Na noite de hoje, manda a tradição que se
coloque o “maio”. O maio, como é conhecido aqui por Palme e, de uma forma geral,
no Minho, é um enfeite florido à base de giestas amarelas que as pessoas
colocam à entrada das casas. Há uma grande diversidade de enfeites, desde o
simples ramo florido da giesta, aos ramalhetes compostos com outras flores até
às coroas, onde as giestas são entrelaçadas com outras flores da época. Para
além das portas, algumas pessoas colocam também o maio nas janelas, nas paredes
das casas, nas cortes do gado, nas grelhas dos automóveis, dos tratores, nas
motorizadas, etc. Em Palme, esta tradição está muito enraizada e continua muito
viva, sendo poucas as casas que não surgem enfeitadas com as giestas amarelas
na manhã do primeiro dia de maio. Mas afinal de onde provém esta tradição e o
que significa?
A colocação do maio é uma tradição com origem
pagã ligada à natureza e ao culto da fertilidade. Em tempos remotos, a explosão
de seiva e de flores que ocorre em maio, numa espécie de apogeu da primavera,
levou a que os nossos antepassados festejassem efusivamente este novo ciclo da
natureza que se iniciava. Durante a Idade Média, há relatos de que as pessoas dançavam e cantavam durante toda a madrugada do dia 1 de maio. Ainda
hoje estas tradições estão bem presentes nalgumas regiões do país. Na
Estremadura e no Alentejo, as “Maias” são raparigas vestidas de branco com
coroas de flores amarelas na cabeça, que se passeiam pelas ruas. No Algarve há
locais onde todos os anos é eleita a mais bela maia. Na região de
Trás-os-Montes, as maias estão associadas ao consumo de castanhas. Diz a
tradição que as pessoas devem guardar castanhas para as comerem neste dia, caso
contrário, ao passarem por um burro, serão atacadas por ele. Daí o ditado
popular: quem não come castanhas no primeiro de maio, monta-o o burro”. Uma
outra tradição de Trás-os-Montes é o “maio-moço”. Neste caso, as raparigas
adornam com flores de giesta um rapaz (o “moço”), em torno do qual dançam e
cantam. Esta tradição foi imortalizada por Miguel Torga no livro “Contos da
Montanha”. Um desses contos intitula-se precisamente “Maio-Moço” e conta a
história de um jovem pastor (o Gonçalo), sem eira nem beira, que cometeu a
proeza de matar um lobo à paulada. Depois de tamanho feito, a sua vida transfigurou-se
na pacata aldeia e, no primeiro de maio, acabou rodeado por um bando de
raparigas que “carregadas de flores de giesta, rodearam-no e puseram-se a
adorná-lo como um deus. Submisso, deixou-se vestir e coroar por aquelas mãos
carinhosas e devotadas do oiro que a imaginação há muito lhe prometia e agora
lhe era finalmente entregue. E assim, feliz e festivo, entrou em Dornelo”.

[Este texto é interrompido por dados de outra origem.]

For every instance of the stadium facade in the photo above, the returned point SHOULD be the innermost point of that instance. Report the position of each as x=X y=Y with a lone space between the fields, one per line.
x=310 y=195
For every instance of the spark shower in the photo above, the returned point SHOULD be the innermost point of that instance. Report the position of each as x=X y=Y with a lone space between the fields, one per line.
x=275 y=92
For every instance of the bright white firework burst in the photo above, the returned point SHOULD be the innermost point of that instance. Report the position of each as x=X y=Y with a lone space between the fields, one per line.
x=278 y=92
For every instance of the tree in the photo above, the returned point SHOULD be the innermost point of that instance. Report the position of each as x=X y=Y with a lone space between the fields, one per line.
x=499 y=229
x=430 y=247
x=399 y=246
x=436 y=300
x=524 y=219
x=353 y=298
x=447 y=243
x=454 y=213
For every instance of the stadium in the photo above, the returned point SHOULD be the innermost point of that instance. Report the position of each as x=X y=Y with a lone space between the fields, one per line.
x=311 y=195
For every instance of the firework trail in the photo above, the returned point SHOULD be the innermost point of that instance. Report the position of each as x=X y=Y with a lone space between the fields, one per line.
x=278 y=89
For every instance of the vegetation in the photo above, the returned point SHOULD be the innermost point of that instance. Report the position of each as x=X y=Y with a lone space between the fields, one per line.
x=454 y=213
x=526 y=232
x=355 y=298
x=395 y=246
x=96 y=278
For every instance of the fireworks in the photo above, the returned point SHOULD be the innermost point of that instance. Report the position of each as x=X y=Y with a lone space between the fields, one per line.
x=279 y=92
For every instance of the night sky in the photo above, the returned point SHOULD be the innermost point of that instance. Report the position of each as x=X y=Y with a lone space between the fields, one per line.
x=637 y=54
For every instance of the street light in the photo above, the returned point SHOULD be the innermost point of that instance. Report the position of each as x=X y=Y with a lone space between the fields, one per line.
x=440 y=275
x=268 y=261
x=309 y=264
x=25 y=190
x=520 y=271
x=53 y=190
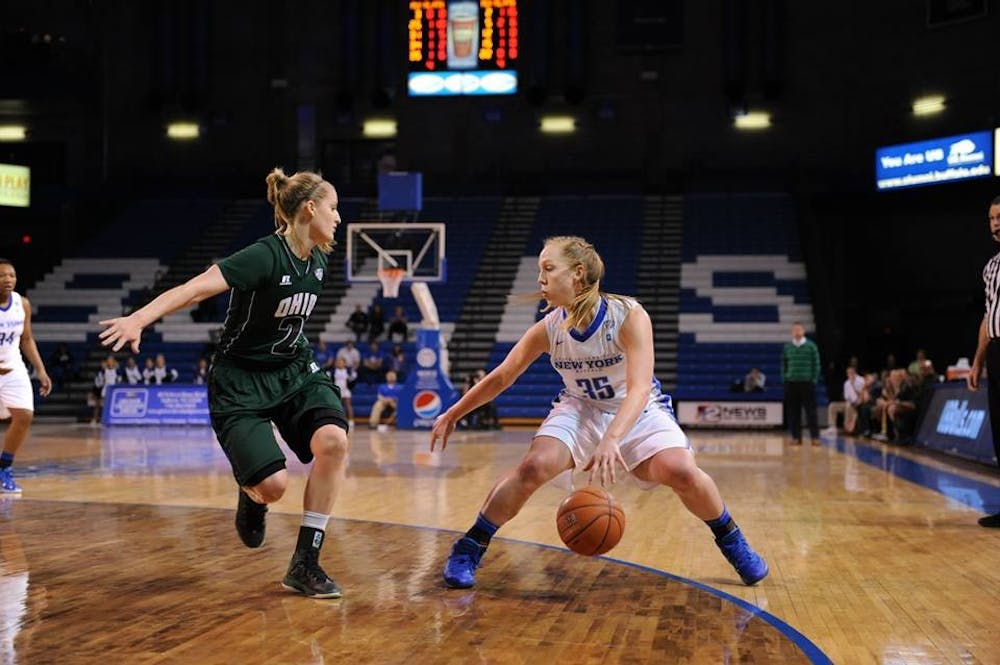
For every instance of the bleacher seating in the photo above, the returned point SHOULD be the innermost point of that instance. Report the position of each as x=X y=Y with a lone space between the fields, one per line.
x=743 y=284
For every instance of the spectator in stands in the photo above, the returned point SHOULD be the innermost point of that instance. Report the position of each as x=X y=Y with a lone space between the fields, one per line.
x=603 y=419
x=357 y=322
x=161 y=373
x=388 y=398
x=398 y=362
x=988 y=346
x=398 y=326
x=800 y=372
x=16 y=399
x=61 y=364
x=853 y=385
x=201 y=371
x=890 y=362
x=892 y=383
x=260 y=375
x=373 y=366
x=323 y=356
x=351 y=355
x=133 y=373
x=915 y=368
x=344 y=377
x=107 y=375
x=376 y=323
x=866 y=403
x=902 y=411
x=754 y=381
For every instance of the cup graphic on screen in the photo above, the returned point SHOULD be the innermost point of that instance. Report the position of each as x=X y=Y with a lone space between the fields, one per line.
x=463 y=34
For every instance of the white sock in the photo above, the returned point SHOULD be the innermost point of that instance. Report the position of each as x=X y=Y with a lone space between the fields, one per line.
x=315 y=520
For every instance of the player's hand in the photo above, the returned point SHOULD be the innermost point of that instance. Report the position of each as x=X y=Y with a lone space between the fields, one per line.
x=602 y=464
x=45 y=382
x=119 y=332
x=444 y=425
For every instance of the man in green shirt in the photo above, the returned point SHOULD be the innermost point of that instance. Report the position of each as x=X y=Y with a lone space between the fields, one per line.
x=799 y=372
x=264 y=370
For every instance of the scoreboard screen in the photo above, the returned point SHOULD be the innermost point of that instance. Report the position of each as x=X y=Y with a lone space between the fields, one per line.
x=467 y=47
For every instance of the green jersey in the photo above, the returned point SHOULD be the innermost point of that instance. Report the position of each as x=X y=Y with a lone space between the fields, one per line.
x=273 y=292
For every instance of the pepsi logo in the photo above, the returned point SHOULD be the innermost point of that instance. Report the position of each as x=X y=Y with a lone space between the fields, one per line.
x=426 y=357
x=426 y=404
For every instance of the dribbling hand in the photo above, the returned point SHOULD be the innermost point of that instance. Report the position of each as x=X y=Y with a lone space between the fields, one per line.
x=444 y=425
x=603 y=462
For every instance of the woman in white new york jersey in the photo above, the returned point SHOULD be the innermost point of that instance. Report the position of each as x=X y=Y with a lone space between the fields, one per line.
x=610 y=412
x=16 y=400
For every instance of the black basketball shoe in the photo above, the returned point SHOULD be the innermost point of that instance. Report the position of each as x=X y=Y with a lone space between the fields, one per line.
x=307 y=577
x=250 y=520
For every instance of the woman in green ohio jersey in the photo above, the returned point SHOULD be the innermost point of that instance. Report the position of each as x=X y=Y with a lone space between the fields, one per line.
x=264 y=372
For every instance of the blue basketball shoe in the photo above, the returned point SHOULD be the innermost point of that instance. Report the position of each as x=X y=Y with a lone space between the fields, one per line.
x=7 y=484
x=751 y=566
x=460 y=570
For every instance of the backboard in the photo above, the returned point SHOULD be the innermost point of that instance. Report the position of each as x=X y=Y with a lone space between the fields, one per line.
x=416 y=247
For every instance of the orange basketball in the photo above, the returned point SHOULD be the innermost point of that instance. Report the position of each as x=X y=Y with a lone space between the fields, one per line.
x=590 y=521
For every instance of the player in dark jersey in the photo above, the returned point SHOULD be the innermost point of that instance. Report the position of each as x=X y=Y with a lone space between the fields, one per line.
x=264 y=371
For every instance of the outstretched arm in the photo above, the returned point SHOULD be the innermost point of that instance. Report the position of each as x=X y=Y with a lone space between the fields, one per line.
x=30 y=350
x=977 y=361
x=534 y=343
x=127 y=329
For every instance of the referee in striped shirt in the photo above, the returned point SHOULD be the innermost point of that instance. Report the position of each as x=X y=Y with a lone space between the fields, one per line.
x=988 y=349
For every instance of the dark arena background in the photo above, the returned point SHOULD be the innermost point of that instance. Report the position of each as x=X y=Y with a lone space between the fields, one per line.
x=740 y=165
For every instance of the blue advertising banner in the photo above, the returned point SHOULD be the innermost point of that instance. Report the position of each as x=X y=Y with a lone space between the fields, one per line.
x=176 y=404
x=957 y=421
x=428 y=392
x=935 y=161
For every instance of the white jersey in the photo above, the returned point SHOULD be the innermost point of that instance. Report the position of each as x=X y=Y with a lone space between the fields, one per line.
x=11 y=328
x=592 y=363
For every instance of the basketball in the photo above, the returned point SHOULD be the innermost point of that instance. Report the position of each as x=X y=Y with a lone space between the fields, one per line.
x=590 y=521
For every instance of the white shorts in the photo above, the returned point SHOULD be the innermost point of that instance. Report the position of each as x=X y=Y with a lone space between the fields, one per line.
x=580 y=427
x=15 y=391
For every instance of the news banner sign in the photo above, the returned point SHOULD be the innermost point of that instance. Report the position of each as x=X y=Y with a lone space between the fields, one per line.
x=174 y=404
x=708 y=413
x=957 y=422
x=949 y=159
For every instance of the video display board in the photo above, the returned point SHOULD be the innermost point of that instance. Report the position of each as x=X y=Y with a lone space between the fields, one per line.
x=467 y=47
x=935 y=161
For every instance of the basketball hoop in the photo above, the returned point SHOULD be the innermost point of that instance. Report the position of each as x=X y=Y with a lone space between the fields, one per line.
x=391 y=278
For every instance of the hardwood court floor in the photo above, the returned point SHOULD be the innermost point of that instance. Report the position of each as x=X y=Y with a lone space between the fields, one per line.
x=122 y=550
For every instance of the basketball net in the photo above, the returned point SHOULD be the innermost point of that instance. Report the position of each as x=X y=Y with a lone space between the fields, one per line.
x=391 y=278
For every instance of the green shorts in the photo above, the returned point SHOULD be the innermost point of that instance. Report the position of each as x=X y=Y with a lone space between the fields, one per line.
x=243 y=403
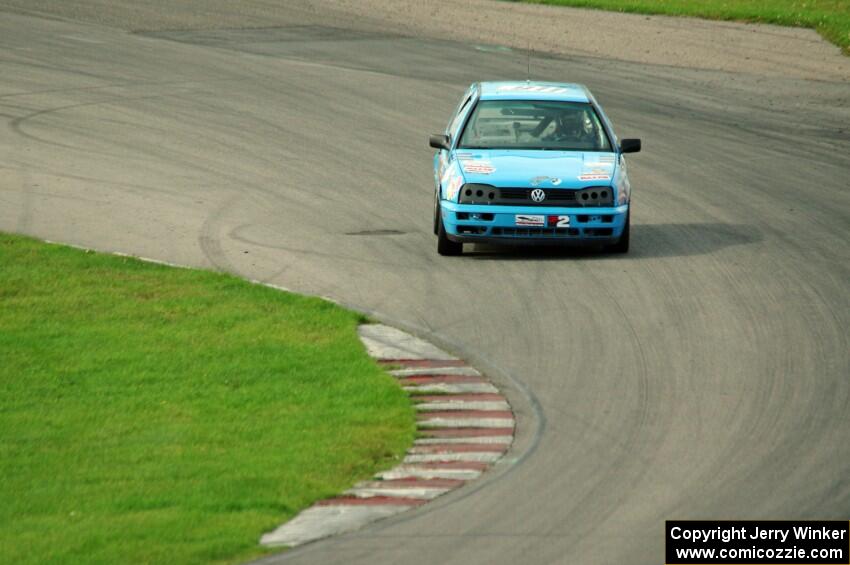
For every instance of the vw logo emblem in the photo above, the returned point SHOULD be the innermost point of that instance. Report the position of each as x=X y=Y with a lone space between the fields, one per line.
x=538 y=195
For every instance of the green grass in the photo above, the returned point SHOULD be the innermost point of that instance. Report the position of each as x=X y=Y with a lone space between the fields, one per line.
x=831 y=18
x=158 y=415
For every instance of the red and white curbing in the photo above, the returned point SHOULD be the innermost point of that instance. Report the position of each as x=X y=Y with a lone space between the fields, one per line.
x=465 y=425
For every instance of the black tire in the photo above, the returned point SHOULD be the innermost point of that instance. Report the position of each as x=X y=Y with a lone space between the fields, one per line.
x=622 y=245
x=436 y=215
x=445 y=246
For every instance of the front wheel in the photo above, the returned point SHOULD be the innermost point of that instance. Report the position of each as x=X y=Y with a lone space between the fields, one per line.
x=445 y=246
x=622 y=245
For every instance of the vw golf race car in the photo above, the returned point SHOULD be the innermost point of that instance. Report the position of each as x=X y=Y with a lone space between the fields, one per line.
x=530 y=163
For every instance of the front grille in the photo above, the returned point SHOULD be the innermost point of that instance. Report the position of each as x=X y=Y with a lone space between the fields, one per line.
x=555 y=197
x=523 y=196
x=536 y=232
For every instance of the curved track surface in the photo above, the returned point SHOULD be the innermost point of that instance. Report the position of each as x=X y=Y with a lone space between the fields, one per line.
x=705 y=375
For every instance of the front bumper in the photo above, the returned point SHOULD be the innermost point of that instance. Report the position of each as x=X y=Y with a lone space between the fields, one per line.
x=471 y=223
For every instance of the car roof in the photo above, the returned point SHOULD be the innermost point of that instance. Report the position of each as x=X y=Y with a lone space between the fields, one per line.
x=534 y=90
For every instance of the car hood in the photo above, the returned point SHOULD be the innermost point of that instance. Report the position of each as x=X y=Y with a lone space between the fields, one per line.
x=546 y=169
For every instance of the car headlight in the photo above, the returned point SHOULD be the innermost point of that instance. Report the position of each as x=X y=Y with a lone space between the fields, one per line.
x=595 y=196
x=452 y=188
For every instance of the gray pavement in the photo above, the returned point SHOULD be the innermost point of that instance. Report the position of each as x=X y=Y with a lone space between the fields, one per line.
x=704 y=375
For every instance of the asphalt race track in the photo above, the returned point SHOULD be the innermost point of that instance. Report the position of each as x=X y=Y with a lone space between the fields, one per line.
x=704 y=375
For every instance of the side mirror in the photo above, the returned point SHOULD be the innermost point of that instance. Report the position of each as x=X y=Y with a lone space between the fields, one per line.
x=439 y=142
x=629 y=145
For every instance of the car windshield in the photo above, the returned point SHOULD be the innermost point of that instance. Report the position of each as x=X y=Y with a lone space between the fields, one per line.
x=529 y=124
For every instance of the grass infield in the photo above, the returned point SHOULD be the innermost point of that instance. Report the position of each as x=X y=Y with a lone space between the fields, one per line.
x=831 y=18
x=151 y=414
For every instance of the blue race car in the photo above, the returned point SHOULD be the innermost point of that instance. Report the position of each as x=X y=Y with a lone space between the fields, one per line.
x=530 y=163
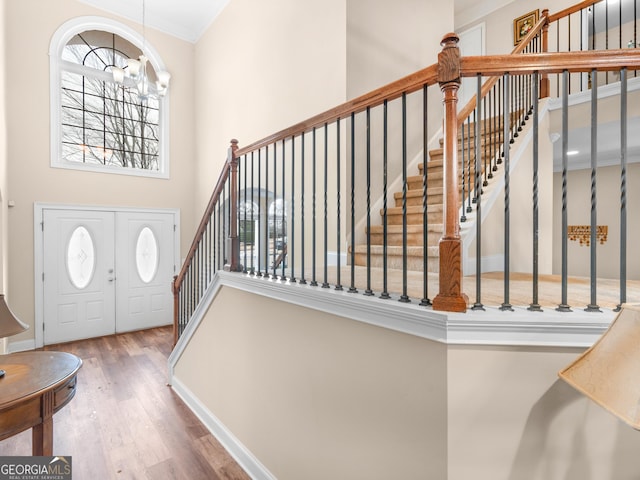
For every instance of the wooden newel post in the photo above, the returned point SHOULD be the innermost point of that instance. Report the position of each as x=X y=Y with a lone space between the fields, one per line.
x=234 y=251
x=544 y=80
x=450 y=297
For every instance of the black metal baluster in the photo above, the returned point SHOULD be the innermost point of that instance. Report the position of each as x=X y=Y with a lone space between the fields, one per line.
x=257 y=235
x=472 y=150
x=220 y=257
x=492 y=130
x=425 y=302
x=225 y=222
x=338 y=206
x=385 y=165
x=466 y=151
x=507 y=109
x=291 y=251
x=274 y=232
x=253 y=219
x=465 y=161
x=267 y=205
x=500 y=114
x=314 y=282
x=478 y=303
x=368 y=290
x=404 y=297
x=593 y=307
x=623 y=188
x=535 y=305
x=352 y=287
x=620 y=23
x=483 y=133
x=564 y=305
x=284 y=225
x=303 y=213
x=606 y=37
x=325 y=282
x=243 y=176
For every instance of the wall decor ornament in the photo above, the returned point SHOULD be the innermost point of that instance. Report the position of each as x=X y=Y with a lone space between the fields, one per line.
x=523 y=25
x=582 y=233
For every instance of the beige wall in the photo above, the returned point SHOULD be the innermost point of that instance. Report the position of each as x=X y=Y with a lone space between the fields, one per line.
x=608 y=203
x=521 y=206
x=261 y=67
x=388 y=40
x=29 y=26
x=510 y=417
x=315 y=396
x=499 y=24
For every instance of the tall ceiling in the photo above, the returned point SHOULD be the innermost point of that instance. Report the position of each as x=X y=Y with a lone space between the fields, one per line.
x=185 y=19
x=189 y=19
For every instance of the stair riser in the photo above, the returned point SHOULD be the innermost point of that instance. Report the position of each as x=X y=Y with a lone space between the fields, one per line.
x=413 y=239
x=414 y=264
x=417 y=201
x=414 y=218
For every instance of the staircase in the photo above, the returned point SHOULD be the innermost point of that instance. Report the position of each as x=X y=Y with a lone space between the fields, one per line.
x=491 y=130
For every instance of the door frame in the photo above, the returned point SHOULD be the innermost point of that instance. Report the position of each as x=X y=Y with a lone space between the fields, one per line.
x=38 y=229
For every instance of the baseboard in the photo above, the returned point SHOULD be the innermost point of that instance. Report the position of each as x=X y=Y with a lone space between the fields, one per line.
x=22 y=346
x=236 y=449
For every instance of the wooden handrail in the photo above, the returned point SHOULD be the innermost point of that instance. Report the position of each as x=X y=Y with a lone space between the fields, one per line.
x=553 y=62
x=215 y=196
x=408 y=84
x=574 y=9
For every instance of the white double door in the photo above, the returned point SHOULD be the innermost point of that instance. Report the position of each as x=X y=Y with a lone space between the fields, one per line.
x=106 y=272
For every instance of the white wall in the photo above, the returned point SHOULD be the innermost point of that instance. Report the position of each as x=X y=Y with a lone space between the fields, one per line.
x=29 y=26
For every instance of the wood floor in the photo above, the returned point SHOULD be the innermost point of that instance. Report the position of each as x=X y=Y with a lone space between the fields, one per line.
x=125 y=422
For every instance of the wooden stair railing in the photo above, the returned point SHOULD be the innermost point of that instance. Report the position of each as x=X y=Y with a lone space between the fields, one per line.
x=198 y=268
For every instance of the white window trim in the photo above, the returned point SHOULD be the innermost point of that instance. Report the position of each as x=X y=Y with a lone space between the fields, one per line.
x=60 y=38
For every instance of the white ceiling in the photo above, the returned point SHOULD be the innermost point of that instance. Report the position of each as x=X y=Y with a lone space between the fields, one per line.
x=189 y=19
x=185 y=19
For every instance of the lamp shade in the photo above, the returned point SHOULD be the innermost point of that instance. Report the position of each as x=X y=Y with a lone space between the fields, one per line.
x=609 y=372
x=9 y=324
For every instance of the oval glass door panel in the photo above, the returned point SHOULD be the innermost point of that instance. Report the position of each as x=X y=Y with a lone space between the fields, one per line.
x=81 y=260
x=147 y=255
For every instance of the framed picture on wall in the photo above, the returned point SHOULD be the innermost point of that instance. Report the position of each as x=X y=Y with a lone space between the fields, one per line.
x=523 y=25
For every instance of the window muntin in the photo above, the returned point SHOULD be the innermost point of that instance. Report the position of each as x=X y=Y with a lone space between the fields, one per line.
x=98 y=124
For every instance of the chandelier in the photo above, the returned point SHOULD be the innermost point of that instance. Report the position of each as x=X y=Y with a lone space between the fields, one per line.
x=136 y=70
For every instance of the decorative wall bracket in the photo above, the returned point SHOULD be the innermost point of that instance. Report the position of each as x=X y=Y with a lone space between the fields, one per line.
x=582 y=233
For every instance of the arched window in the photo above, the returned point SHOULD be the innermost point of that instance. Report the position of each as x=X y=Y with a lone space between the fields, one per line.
x=98 y=123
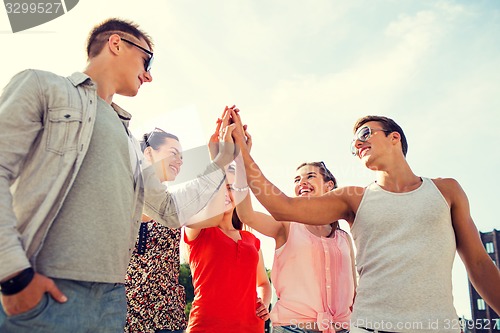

A colocação do maio nas portas e janelas tal
como se faz em Palme reveste-se também de motivos supersticiosos. Havia a
crença de que as giestas à entrada das casas as defendiam do mau-olhado, das
bruxas e dos espíritos maus, personificados nos pobres dos burros, tal como acontecia
em Trás-os-Montes. Mas, à semelhança do que sucedeu com outras festas pagãs, a
igreja intrometeu-se e procurou dar à tradição um cunho religioso. Primeiro,
pela condenação das práticas de culto de pessoas ou objetos que eram
transformados em divindades e mais ainda por ser uma tradição com motivações
supersticiosas. Durante a Idade Média, surgiram mesmo decretos a proibir as
celebrações públicas e os cantares associados às maias por irem manifestamente
contra a lei de Deus. A este respeito veja-se, por exemplo, a Carta Régia de 14
de agosto de 1402. Em segundo lugar, o maio foi ligada a uma história religiosa
que se tornou popular sobretudo no Minho, onde a igreja sempre foi mais
influente. Durante a fuga para o Egipto, o rei Herodes teve conhecimento da
aldeia em que a Sagrada Família pernoitaria e tomou a decisão de liquidar todas
as crianças que viviam nessa terra, para assim eliminar aquele que, segundo lhe
constara, iria ocupar o seu trono. Para evitar novo banho de sangue, um
informador seu (uma espécie de Judas II) prontificou-se a identificar a casa onde a família de Jesus
estava abrigada, através da colocação de um ramo de giesta na porta. Porém, na
manhã em que os soldados partiram em busca do menino Jesus encontraram todas as
casas da aldeia com um ramo florido de giesta. Este milagre é obviamente uma
lenda, porque tal passagem não é mencionada em nenhum documento bíblico. Mas ficou a história que perdura até hoje.